Derzeit gebe es eine „Teilwärmeversorgung“, berichtete Heinrich Wetekam, in den drei Sommermonaten sei der Bezug kostenlos. Inzwischen seien Ängste über die Zuverlässigkeit der Anlage abgebaut, so werde „der Ruf nach einer Vollversorgung“ laut. Dazu sei die Familie bereit, sie müsste dafür Reservesysteme bauen. Er verwies auch auf bürokratische Hemmnisse etwa durch die nahe Landesgrenze.

Die Wetekams sind von Beginn an Mitglied des Arbeitskreises, der damalige Landwirtschaftsminister Wilhelm Dietzel aus Neudorf vermittelte ihnen den Kontakt. Der Leiter ist Klaus Anduschuss. Er arbeitet als Biogasberater beim Maschinenring-Kommunalservice in Calden, einer Gesellschaft der Maschinenringe in Kassel und Göttingen. Als Geschäftsführer fungiert Reinhard Knipker.

Der Arbeitskreis habe sich 2004 mit Betreibern von elf Anlagen gebildet, berichtete Anduschuss.
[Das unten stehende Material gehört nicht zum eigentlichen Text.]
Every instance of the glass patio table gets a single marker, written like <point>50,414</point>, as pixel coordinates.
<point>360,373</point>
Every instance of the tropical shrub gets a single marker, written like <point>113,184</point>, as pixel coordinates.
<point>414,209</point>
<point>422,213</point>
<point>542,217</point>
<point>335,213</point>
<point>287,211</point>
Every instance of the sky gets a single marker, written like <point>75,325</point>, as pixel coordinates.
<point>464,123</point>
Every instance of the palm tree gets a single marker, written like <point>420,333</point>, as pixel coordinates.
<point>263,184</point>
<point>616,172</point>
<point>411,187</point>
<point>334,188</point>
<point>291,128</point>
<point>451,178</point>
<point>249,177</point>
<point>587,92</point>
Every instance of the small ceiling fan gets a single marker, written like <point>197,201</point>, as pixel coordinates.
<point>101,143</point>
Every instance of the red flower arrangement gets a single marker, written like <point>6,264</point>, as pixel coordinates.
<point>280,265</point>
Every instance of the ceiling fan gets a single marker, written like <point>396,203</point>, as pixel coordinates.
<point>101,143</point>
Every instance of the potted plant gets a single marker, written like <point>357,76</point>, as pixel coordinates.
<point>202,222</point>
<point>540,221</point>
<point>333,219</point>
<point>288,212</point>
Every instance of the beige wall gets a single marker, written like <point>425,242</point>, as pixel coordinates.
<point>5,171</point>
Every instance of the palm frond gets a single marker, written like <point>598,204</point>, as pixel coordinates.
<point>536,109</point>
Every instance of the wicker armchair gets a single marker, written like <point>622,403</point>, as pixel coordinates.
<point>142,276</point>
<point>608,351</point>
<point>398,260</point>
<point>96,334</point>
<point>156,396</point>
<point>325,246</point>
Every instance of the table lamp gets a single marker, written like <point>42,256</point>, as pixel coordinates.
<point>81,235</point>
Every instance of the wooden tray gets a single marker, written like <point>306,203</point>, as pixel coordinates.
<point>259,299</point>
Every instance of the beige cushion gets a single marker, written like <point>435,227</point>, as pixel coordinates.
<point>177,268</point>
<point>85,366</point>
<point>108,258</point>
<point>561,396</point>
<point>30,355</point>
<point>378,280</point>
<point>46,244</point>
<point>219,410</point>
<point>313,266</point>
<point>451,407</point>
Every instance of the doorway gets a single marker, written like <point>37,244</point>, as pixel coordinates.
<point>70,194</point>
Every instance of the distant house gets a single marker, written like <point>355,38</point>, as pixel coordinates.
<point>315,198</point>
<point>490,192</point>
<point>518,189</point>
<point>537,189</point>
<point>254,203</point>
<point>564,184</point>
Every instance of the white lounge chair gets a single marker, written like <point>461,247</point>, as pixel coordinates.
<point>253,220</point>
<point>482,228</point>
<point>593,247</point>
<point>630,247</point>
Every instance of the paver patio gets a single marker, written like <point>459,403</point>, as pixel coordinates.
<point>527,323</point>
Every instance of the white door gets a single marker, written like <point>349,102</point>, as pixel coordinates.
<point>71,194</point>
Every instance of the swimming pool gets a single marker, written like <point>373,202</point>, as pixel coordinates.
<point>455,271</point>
Ziel sei, den Erfahrungsaustausch zu fördern und Praxis-Tipps weiterzugeben. „Wir müssen das Rad nicht neu erfinden“, betonte er. Mitglieder sind Maschinenringe, Landwirte und Kommunen, ihre Biogasanlagen haben eine Leistung von 75 Kilowatt bis 3,5 Megawatt, der Schnitt liegt bei rund 480 Kilowatt. Sie alle eint der Wunsch, ihren Betrieb zu optimieren.

Komplexer Betrieb

Und der ist komplex, vieles ist zu berücksichtigen - schon bei der Anlagenplanung. Und weiter geht es mit dem Bau und dem Betrieb. Was wird vergoren? Ganzpflanzensilage, Mist, Jauche oder Lebensmittelreste? Vertragslandwirte müssen liefern, Ernte und Anfahrten sind zu planen, um Anlieger nicht zu stören. Auch die Gärbiologie und die Produktionstechnik müssen optimal eingestellt sein, um einen möglichst hohen Ertrag an Methangas zu erhalten. Anduschuss: „Die Betreiber müssen wissen: Wie funktioniert was warum?“ Auch die Datenauswertung wird bei den Treffen besprochen. Wichtig sind etwa die Betriebstagebücher, die über die Gas- und Stromerträge und über Mankos bei den Mischverhältnissen der Gärsubstrate Auskunft geben.

Außerdem müssen Nachweispflichten erfüllt und zahlreiche gesetzliche Auflagen eingehalten werden, Stichwort Verbringe- und Düngeverordnung. Der Arbeitskreis wolle aber auch den Bau weiterer Anlagen fördern, erklärte Anduschuss.

Im Clubraum der Walmehalle berichtete Anduschuss über das Thema „Wasserqualität - Ansprüche und Realität in Wärmenetzen“. Er stellte Analysen von mehr als 20 Wasserproben in Wärmenetzen vor, mit den Ergebnissen können Betreiber ihre Prozesse verbessern. Ein Punkt: Leitungswasser ist oft zu sauer, mit Zusätzen lässt sich die Korrosion in den Rohrnetzen aber vermeiden. Außerdem wurden weitere Fachfragen erörtert.